Open Datasets Yes The trading environment is implemented using MT-sim (Amin, 2021). The data ranges from February 3rd to December 1st, 2023. [...] The forex data is collected from Meta Trader 4 (Sajedi, 2024), and the stock data from Yahoo Finance (Perlin, 2023). [...] Since D4RL is a standard benchmark for offline RL training, we report the D4RL scores here.
Dataset Splits No The paper states: 'We evaluate 1000 episodes for each seed to calculate CV@R and Wang negative risk.' for finance scenarios and 'We evaluate performance in 100 episodes for each seed to measure negative risk.' for self-driving scenarios.

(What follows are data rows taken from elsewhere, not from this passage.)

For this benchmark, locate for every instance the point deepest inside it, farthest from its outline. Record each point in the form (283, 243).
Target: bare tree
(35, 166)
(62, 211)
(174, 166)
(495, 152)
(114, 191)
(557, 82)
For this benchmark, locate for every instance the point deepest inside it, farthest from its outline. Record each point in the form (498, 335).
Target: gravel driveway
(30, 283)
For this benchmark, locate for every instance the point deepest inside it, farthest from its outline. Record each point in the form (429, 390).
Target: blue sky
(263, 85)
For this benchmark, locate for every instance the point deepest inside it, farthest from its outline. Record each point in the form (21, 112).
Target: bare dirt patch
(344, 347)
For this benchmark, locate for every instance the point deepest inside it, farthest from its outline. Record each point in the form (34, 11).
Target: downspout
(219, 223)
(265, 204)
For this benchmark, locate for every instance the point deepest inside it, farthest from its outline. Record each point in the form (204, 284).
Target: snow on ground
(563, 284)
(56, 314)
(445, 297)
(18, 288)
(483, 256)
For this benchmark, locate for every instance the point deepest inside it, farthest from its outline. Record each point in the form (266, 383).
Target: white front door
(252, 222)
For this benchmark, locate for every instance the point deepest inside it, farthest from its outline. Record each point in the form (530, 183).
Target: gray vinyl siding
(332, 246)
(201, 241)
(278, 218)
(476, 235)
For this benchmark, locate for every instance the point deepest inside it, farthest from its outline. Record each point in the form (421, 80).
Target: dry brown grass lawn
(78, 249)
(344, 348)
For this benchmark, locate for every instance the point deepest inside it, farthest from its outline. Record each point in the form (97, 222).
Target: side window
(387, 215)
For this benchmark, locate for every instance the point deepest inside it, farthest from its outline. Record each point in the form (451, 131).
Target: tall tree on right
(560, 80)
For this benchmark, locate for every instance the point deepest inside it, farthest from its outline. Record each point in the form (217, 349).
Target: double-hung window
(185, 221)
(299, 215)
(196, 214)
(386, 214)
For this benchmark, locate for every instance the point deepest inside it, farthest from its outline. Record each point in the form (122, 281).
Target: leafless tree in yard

While it mentions D4RL, it does not provide specific training/test/validation splits or references to standard D4RL splits for reproduction. For the custom finance and self-driving environments, evaluation is described by episodes, but no explicit training/test/validation splits are detailed.
Hardware Specification No The paper does not provide any specific details about the hardware (e.g., GPU models, CPU models, memory) used for running the experiments.
Software Dependencies Yes Marcelo Perlin. Yahoo finance, 2023. URL https://github.com/ropensci/yf R. Python package version 0.2.38. Reza Sajedi. Meta trader5, 2024. URL https://www.metatrader5.com/en/ trading-platform. Python package version 5.0.4200. Table D also lists 'Pytorch' as a hyperparameter setting, implying its use.
Experiment Setup Yes Table D: Hyperparameter settings lists specific values for learning rate, optimizer (Adam (β1 = 0.9, β2 = 0.999)), discount factor (γ), batch size, number of critics, number of quantiles, soft update ratio (τ), IQN parameters, Fourier feature parameters, TQC dropout, and policy delay. The text 'Table D lists up the detailed hyperparameters of the experiments' also supports this.